The findings “suggest that a surgeon cannot achieve or maintain top performance passively by accumulating experience, which raises concerns about ongoing training and motivation throughout a career that extends several decades,” according to the study, which was published Jan. 11 in BMJ. “Solutions to help surgeons avoid poor outcomes could include simulation and proctoring in the early years of their careers, continuous monitoring of performance, and targeted retraining if appropriate. Individual feedback based on outcome indicators might increase awareness about performance and improve safety in surgical practice.”
The researchers, led by Dr. Antoine Duclos, assistant professor of public health at the University of Lyon, France, evaluated data from 3,574 thyroidectomies performed by 28 surgeons at five French hospitals between April 1, 2008, and Dec. 31, 2009, (BMJ 2012 Jan. 11 [Epub doi:10.1136/bmj.d8041]).
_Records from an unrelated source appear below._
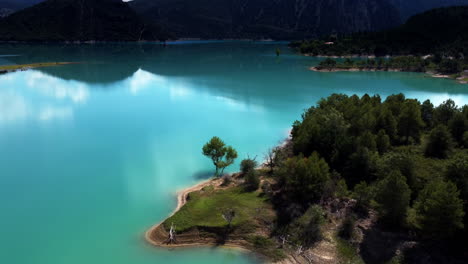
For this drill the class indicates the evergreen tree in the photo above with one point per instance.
(304, 179)
(458, 125)
(410, 123)
(439, 143)
(382, 142)
(427, 113)
(445, 111)
(439, 210)
(393, 196)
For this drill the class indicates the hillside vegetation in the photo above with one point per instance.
(442, 31)
(363, 180)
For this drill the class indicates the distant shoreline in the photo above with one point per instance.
(461, 80)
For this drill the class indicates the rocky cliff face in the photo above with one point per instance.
(267, 18)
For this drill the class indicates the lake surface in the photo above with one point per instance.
(92, 154)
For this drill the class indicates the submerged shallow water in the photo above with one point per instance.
(91, 154)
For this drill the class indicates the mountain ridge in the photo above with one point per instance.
(71, 20)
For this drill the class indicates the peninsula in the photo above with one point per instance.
(371, 191)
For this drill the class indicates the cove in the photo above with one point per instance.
(91, 154)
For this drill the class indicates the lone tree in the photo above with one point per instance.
(221, 155)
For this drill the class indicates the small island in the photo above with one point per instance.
(361, 180)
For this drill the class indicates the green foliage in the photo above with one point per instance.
(346, 229)
(465, 139)
(438, 210)
(457, 172)
(427, 113)
(248, 165)
(307, 229)
(252, 180)
(361, 166)
(449, 66)
(393, 196)
(363, 195)
(347, 253)
(439, 31)
(327, 64)
(221, 155)
(404, 163)
(410, 122)
(439, 143)
(382, 142)
(341, 190)
(304, 179)
(205, 208)
(458, 125)
(267, 247)
(445, 111)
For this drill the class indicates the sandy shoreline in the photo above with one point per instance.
(432, 75)
(181, 201)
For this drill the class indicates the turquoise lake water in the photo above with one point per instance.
(92, 154)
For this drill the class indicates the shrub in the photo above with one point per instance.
(252, 180)
(346, 230)
(363, 195)
(439, 143)
(304, 179)
(307, 229)
(248, 165)
(393, 196)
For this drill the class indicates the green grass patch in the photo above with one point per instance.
(267, 247)
(347, 254)
(204, 209)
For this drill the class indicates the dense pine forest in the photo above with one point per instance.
(402, 163)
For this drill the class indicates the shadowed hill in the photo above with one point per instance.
(71, 20)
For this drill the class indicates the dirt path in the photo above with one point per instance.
(181, 201)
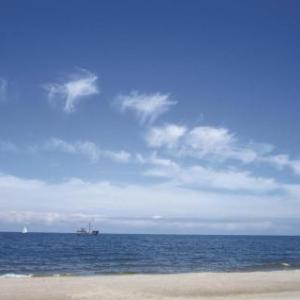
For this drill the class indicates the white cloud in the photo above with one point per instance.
(86, 148)
(3, 89)
(223, 180)
(80, 86)
(147, 107)
(136, 207)
(167, 135)
(216, 144)
(118, 156)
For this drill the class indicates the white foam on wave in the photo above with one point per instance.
(285, 264)
(12, 275)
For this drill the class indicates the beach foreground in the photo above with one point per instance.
(254, 285)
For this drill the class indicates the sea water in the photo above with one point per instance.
(41, 254)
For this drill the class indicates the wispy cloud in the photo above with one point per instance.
(167, 135)
(216, 144)
(146, 107)
(176, 207)
(86, 148)
(80, 85)
(7, 146)
(3, 89)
The main outcome measure was the presence of two permanent major complications 6 months following thyroid surgery: recurrent laryngeal nerve palsy or hypoparathyroidism.
The surgeons had a mean age of 41 years and had been in practice for a mean of 10 years. After adjusting for patient and surgeon variables, the researchers found that surgical experience of 20 years or more was the only factor significantly associated with an increased probability of recurrent laryngeal nerve palsy (odd ratio 3.06) and hypoparathyroidism (OR 7.56). They also observed what they described as a “concave association between surgeons’ experience and their case mix adjusted performance, suggesting that surgeons aged 35-50 years provided the safest care.”
The researchers acknowledged that other unknown or unexamined factors may explain part of the variation in patient complication rates, including the combination of manual and intellectual skills acquired during a surgeon’s academic and professional training. “Future studies should be conducted with larger populations of surgeons in various settings and other surgical specialties to corroborate the potential link between experience and performance,” they advised. “Since a cross sectional study might be inappropriate to resolve a dynamic phenomenon, a recommended design would be to follow a particular cohort of surgeons over time.”